10 분 소요


시리즈 소개

이 시리즈는 프로덕션 환경에서 사용할 수 있는 이벤트 기반 아키텍처를 구축하는 방법을 다룹니다.

  1. Part 1: Event Sourcing 기초
  2. Part 2: Outbox Pattern 구현 (현재 글)
  3. Part 3: CQRS와 Read/Write 모델 분리
  4. Part 4: Saga Pattern으로 분산 트랜잭션 처리
  5. Part 5: Event Schema 진화와 버전 관리

문제: 이중 쓰기(Dual Write) 문제

마이크로서비스에서 자주 발생하는 문제를 살펴보겠습니다:

@Service
class OrderService(
    private val orderRepository: OrderRepository,
    private val kafkaTemplate: KafkaTemplate<String, String>
) {
    @Transactional
    fun createOrder(command: CreateOrderCommand): Order {
        // 1. 데이터베이스에 저장
        val order = orderRepository.save(Order.create(command))

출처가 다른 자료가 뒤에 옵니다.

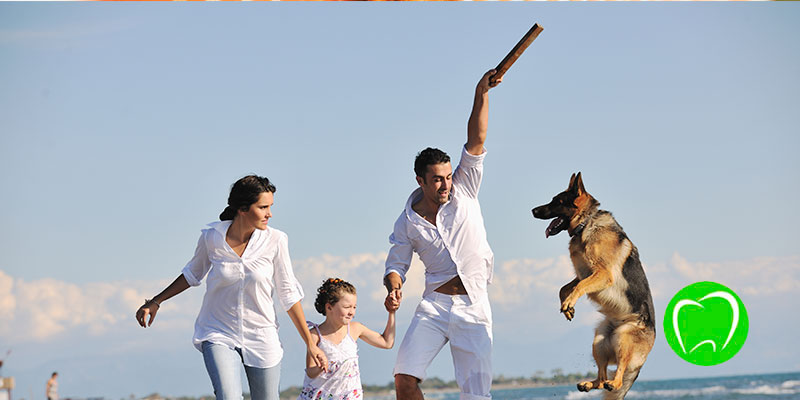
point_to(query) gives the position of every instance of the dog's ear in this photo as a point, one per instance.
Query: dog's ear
(579, 184)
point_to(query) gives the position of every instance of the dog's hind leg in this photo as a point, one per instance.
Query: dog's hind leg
(632, 344)
(603, 353)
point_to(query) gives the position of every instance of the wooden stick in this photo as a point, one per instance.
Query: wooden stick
(517, 51)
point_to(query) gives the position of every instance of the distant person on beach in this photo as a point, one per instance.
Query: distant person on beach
(337, 336)
(443, 224)
(245, 262)
(51, 390)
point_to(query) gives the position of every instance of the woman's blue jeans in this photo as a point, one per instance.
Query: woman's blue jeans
(223, 366)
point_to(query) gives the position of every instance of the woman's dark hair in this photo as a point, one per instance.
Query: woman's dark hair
(244, 193)
(429, 156)
(331, 292)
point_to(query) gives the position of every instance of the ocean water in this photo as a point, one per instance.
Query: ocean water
(746, 387)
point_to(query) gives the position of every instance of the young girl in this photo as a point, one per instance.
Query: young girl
(336, 336)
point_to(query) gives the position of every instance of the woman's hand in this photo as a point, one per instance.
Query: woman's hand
(149, 308)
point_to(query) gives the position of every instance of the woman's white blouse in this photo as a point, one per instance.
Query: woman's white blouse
(238, 310)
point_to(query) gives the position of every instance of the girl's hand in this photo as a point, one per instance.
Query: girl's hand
(319, 357)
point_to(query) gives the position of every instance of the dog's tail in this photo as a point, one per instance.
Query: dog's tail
(627, 381)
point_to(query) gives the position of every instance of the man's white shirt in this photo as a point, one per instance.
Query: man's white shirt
(456, 245)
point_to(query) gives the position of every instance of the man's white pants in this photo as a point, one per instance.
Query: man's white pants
(440, 318)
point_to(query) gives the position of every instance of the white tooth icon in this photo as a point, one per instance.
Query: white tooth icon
(734, 322)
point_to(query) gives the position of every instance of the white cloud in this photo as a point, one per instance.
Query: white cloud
(41, 309)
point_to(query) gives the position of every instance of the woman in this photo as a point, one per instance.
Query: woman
(244, 261)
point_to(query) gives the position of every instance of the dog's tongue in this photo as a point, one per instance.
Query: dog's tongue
(553, 224)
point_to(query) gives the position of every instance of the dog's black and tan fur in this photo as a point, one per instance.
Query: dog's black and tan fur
(609, 272)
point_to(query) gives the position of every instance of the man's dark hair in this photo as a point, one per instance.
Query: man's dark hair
(429, 156)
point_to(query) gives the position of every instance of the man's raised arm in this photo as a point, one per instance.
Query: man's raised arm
(479, 118)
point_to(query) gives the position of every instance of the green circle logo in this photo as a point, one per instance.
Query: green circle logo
(706, 323)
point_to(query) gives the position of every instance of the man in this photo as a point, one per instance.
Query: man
(442, 223)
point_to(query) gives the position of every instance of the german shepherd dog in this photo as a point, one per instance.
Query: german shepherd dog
(609, 272)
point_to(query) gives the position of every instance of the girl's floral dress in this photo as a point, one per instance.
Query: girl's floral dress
(343, 379)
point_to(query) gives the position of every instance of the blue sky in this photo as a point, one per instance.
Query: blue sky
(122, 127)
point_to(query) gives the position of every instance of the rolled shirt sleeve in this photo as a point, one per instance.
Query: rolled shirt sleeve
(399, 258)
(197, 268)
(469, 173)
(286, 284)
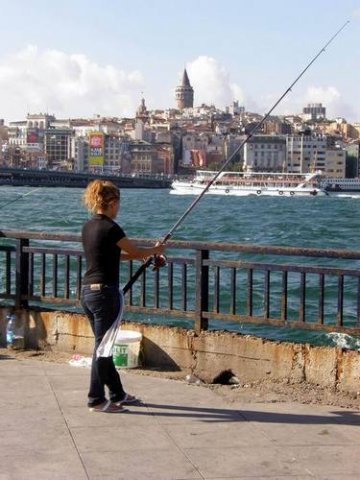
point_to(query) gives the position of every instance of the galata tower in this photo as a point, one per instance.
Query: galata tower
(184, 93)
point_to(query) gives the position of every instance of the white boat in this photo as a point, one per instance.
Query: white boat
(257, 183)
(340, 184)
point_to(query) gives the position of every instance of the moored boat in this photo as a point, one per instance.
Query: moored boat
(252, 183)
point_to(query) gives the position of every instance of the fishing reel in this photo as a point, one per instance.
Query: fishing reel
(158, 261)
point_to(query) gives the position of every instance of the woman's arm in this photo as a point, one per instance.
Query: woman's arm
(130, 251)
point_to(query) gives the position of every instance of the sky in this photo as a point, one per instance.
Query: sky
(80, 58)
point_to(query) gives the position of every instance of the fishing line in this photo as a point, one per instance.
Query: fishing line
(227, 161)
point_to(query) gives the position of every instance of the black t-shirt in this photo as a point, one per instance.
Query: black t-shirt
(100, 235)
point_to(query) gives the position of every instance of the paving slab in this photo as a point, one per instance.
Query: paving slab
(180, 432)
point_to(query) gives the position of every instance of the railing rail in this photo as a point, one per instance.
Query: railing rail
(203, 282)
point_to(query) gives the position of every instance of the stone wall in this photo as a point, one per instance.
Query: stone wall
(206, 355)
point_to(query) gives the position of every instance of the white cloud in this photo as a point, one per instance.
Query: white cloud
(67, 85)
(211, 83)
(332, 99)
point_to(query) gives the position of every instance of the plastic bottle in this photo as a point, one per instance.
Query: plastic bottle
(10, 330)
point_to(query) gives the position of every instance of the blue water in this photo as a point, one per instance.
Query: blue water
(319, 222)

        // 2. Kafka에 이벤트 발행
        kafkaTemplate.send("order-events", OrderCreatedEvent(order))

        return order
    }
}

이 코드의 문제점:

  • DB 저장 성공 후 Kafka 전송 실패 → 데이터 불일치
  • Kafka 전송 성공 후 트랜잭션 롤백 → 이벤트는 발행되었으나 데이터 없음
  • 두 시스템에 대한 원자적 쓰기가 불가능

해결책: Transactional Outbox Pattern

Outbox Pattern은 이벤트를 같은 트랜잭션 내에서 데이터베이스의 Outbox 테이블에 저장하고, 별도의 프로세스가 이를 메시지 브로커로 전달합니다.

아키텍처

┌─────────────────────────────────────────────────────┐
│                   Application                        │
│  ┌─────────────┐    ┌─────────────────────────────┐ │
│  │   Order     │    │        Outbox Table         │ │
│  │   Table     │    │  (Same Transaction)         │ │
│  └─────────────┘    └─────────────────────────────┘ │
└─────────────────────────────────────────────────────┘
                              │
                              ▼
                    ┌─────────────────┐
                    │  Outbox Relay   │
                    │  (Polling or    │
                    │   CDC)          │
                    └─────────────────┘
                              │
                              ▼
                    ┌─────────────────┐
                    │     Kafka       │
                    └─────────────────┘

구현 방법 1: Polling Publisher

Outbox 테이블 설계

@Entity
@Table(name = "outbox_events")
class OutboxEvent(
    @Id
    @GeneratedValue(strategy = GenerationType.IDENTITY)
    val id: Long? = null,

    @Column(nullable = false)
    val aggregateType: String,

    @Column(nullable = false)
    val aggregateId: String,

    @Column(nullable = false)
    val eventType: String,

    @Column(columnDefinition = "TEXT", nullable = false)
    val payload: String,

    @Column(nullable = false)
    val createdAt: Instant = Instant.now(),

    @Enumerated(EnumType.STRING)
    var status: OutboxStatus = OutboxStatus.PENDING,

    var processedAt: Instant? = null
)

enum class OutboxStatus {
    PENDING, PROCESSED, FAILED
}

Service Layer 수정

@Service
class OrderService(
    private val orderRepository: OrderRepository,
    private val outboxRepository: OutboxRepository,
    private val objectMapper: ObjectMapper
) {
    @Transactional
    fun createOrder(command: CreateOrderCommand): Order {
        // 1. Order 저장
        val order = orderRepository.save(Order.create(command))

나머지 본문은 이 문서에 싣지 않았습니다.